Protein mapping identifies compounds with potential antiviral activity against COVID-19
Nearly 70 compounds, including approved drugs and those still under clinical and preclinical investigation, may have potential activity against severe acute respiratory syndrome coronavirus 2 (SARS-CoV-2), the causative agent of coronavirus disease 2019 (COVID-19), a new study has found.
“We are currently testing these compounds for antiviral activity and encourage others to do the same as well as extract insights from the map that could have therapeutic value,” the researchers said. The study, released online on 22 March 2020, is a preprint pending peer review.
Honing in on human cell proteins that come into physical contact with the virus, the researchers found 332 high-confidence protein-protein interactions (PPIs). Many of these prey proteins turned out to be enriched in lung tissues relative to the average proteome. [bioRxiv 2020;doi:10.1101/2020.03.22.002386]
Not only does this provide more evidence that SARS-CoV-2 optimally targets the lungs, but this level of tissue-specific expression may also “facilitate the drug targeting of host factors with fewer systemic side-effects,” the researchers pointed out.
Sixty-nine potential agents were identified through pathway analyses and by drawing from chemoinformatic databases. Twenty-eight of these small-molecule compounds were preclinical candidates and 19 were classified as investigational new drugs undergoing clinical study. The remaining 27 were already approved by the US Food and Drug Administration, indicated for other purposes.
These 69 agents map onto 66 human targets out of the 332-protein network, several of which interact in mechanistically interesting ways. Bafilomycin A1, for example, is known to inhibit the prey protein V1-ATPase, which may disrupt cellular trafficking pathways and, in turn, the viral life cycle.
The anticonvulsant valproic acid, on the other hand, is able to block the action of HDAC2 (histone deacetylase 2), a well-known epigenetic regulator that plays a role in suppressing the expression of inflammatory genes in the lungs.
The chemoinformatic analysis also revealed compounds that acted indirectly, targeting intermediaries between human cell-virus binding or central proteins in pathways that govern such linkages.

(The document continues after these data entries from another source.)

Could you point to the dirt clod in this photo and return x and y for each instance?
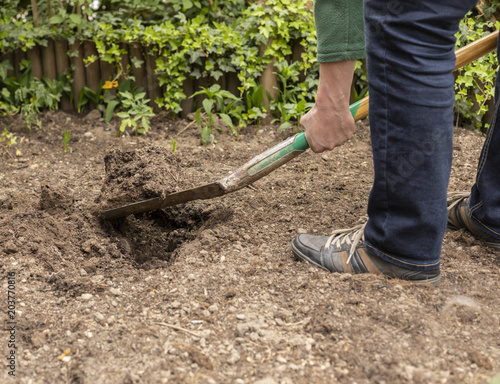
(140, 174)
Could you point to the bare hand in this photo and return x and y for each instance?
(329, 123)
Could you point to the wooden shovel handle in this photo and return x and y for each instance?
(285, 151)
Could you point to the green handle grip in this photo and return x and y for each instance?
(278, 155)
(298, 145)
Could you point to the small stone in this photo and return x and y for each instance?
(115, 291)
(234, 358)
(95, 114)
(266, 380)
(281, 359)
(213, 308)
(10, 247)
(97, 279)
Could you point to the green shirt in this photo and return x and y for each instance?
(339, 28)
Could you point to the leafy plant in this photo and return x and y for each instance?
(137, 113)
(475, 83)
(255, 110)
(7, 140)
(223, 101)
(290, 102)
(174, 144)
(66, 137)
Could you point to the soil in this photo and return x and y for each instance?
(208, 291)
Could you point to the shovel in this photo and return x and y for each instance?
(275, 157)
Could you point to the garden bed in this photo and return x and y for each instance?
(209, 292)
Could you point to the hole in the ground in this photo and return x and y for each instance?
(158, 234)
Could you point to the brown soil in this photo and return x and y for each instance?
(208, 292)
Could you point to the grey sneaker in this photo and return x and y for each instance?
(346, 252)
(459, 216)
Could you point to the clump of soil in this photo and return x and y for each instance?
(140, 174)
(55, 196)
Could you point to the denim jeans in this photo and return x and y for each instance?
(485, 195)
(410, 58)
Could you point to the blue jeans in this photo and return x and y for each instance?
(410, 59)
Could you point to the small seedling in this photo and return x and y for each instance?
(8, 139)
(174, 144)
(66, 137)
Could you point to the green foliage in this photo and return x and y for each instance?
(475, 83)
(28, 95)
(188, 39)
(7, 140)
(66, 137)
(174, 144)
(136, 113)
(218, 102)
(255, 110)
(292, 100)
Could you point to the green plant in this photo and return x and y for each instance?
(223, 101)
(7, 140)
(66, 137)
(136, 114)
(475, 83)
(291, 102)
(255, 110)
(88, 95)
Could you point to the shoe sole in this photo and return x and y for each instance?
(433, 281)
(303, 257)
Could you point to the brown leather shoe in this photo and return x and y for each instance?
(346, 252)
(459, 216)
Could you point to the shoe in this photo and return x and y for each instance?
(459, 216)
(346, 252)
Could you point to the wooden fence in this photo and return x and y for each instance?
(53, 60)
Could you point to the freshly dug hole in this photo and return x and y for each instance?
(140, 174)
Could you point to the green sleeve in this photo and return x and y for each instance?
(339, 28)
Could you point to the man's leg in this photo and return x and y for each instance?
(410, 58)
(485, 195)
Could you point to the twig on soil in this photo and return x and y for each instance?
(178, 328)
(8, 153)
(187, 126)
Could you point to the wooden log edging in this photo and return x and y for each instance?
(54, 60)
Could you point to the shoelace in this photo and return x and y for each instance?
(358, 232)
(454, 198)
(344, 235)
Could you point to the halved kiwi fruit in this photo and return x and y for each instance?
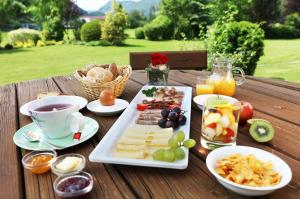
(251, 121)
(261, 131)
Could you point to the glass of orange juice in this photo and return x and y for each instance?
(203, 86)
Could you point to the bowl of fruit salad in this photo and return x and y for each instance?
(219, 123)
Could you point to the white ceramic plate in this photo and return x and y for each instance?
(201, 99)
(104, 150)
(69, 99)
(97, 108)
(278, 165)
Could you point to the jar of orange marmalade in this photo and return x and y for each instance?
(39, 161)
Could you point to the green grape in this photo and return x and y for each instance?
(173, 143)
(179, 153)
(169, 156)
(180, 136)
(158, 155)
(189, 143)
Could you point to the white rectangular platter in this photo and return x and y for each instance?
(103, 152)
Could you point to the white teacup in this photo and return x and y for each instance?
(56, 120)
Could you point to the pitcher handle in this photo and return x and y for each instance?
(243, 78)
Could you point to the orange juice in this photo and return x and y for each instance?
(204, 89)
(224, 87)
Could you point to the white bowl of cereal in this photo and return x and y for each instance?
(248, 171)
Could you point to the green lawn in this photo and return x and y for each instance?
(281, 59)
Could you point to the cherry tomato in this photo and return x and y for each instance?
(212, 125)
(141, 107)
(173, 106)
(230, 132)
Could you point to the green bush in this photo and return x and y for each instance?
(113, 28)
(8, 46)
(91, 31)
(23, 36)
(242, 41)
(139, 33)
(40, 43)
(281, 31)
(53, 29)
(159, 29)
(293, 20)
(183, 29)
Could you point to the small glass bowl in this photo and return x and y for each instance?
(43, 167)
(61, 158)
(71, 186)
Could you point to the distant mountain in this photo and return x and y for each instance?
(144, 6)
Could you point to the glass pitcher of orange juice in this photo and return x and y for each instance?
(222, 78)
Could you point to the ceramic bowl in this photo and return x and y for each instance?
(278, 165)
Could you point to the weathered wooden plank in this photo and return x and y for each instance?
(10, 166)
(41, 186)
(177, 59)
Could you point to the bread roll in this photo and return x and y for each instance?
(113, 69)
(95, 72)
(99, 74)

“It is important to note that pharmacological intervention with the agents we identified in this study could be either detrimental or beneficial for infection,” the researchers cautioned.
“Future work will involve generation of protein-protein interaction maps in different human cell types, as well as bat cells, and the study of related coronaviruses,” which should allow for a better understanding of cross-species transmission and viral evolution, they added.

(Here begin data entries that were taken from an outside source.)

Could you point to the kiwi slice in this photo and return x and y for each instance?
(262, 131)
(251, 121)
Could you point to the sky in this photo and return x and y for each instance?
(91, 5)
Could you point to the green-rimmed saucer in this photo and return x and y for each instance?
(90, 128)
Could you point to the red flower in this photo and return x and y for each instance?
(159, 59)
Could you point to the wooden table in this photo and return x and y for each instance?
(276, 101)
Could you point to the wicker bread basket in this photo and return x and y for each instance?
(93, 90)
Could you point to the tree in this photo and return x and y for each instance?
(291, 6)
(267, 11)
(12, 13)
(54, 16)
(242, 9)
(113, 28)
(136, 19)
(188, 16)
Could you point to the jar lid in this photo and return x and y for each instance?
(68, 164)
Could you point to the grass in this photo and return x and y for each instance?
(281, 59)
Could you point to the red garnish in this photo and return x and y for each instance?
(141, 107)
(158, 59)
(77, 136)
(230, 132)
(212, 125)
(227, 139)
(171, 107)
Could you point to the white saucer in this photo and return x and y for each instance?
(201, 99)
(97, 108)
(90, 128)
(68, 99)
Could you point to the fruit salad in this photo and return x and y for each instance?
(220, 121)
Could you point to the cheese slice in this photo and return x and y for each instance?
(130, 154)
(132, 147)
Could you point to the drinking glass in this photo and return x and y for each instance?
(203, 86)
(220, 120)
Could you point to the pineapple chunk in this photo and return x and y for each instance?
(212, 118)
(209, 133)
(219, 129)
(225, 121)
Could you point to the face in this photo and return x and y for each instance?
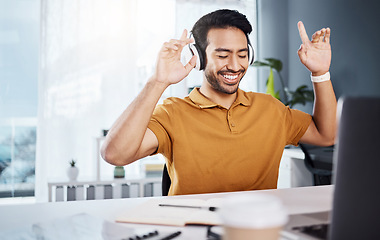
(227, 59)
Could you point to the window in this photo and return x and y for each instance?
(19, 41)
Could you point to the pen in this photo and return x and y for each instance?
(171, 236)
(213, 209)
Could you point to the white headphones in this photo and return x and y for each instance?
(193, 49)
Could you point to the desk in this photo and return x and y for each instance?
(296, 200)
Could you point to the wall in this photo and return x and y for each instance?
(353, 39)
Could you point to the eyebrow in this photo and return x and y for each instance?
(228, 50)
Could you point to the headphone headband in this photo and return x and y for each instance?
(194, 49)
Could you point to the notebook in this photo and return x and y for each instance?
(356, 205)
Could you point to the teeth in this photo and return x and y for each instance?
(231, 77)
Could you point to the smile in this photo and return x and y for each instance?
(230, 77)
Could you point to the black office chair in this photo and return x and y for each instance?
(166, 181)
(321, 170)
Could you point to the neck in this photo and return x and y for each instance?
(223, 99)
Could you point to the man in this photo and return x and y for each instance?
(220, 138)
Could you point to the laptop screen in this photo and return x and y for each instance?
(356, 205)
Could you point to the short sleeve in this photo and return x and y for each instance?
(297, 122)
(157, 123)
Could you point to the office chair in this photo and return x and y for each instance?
(166, 181)
(320, 170)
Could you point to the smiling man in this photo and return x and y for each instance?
(221, 138)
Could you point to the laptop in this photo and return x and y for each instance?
(356, 205)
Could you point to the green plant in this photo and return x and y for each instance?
(72, 163)
(301, 95)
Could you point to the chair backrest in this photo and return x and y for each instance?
(166, 181)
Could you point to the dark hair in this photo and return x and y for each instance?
(223, 18)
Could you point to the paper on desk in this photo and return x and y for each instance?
(81, 226)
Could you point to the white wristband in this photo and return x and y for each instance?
(322, 78)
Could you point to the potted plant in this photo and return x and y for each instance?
(301, 95)
(72, 171)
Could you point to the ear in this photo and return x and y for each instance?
(251, 54)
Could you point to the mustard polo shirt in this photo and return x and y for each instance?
(209, 148)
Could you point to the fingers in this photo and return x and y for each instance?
(302, 32)
(327, 35)
(302, 53)
(178, 44)
(322, 35)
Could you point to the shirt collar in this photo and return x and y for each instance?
(203, 102)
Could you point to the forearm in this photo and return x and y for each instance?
(125, 137)
(324, 113)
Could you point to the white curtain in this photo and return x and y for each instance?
(95, 56)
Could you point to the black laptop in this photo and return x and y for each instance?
(356, 204)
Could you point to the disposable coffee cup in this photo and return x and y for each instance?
(251, 216)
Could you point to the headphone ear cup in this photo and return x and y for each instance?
(195, 51)
(251, 54)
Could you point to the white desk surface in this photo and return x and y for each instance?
(296, 200)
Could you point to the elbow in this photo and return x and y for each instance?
(329, 140)
(112, 155)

“Targeted biochemical and structural studies will also be crucial for a deeper understanding of the viral-host complexes, which will inform more targeted drug design,” the researchers said.
The 332-protein network also uncovered important aspects of the SARS-CoV-2 biology. The virus, for instance, targets human proteins involved in DNA replication, gene expression, signalling, RNA regulation, as well as cytoskeletal, mitochondrial and extracellular matrix proteins.
Of note, several prey proteins were players in the innate immune pathway, including the TANK-binding kinase 1 and multiple modulators of the NF-ĸB signalling pathway.
“Although host-directed therapy is often not explored for combating pathogenic infections, it would be interesting to use this information to identify host factors that could serve as targets that would harbour pan-pathogenic activity so that when the next virus undergoes zoonosis, we will have treatment options available,” the researchers said.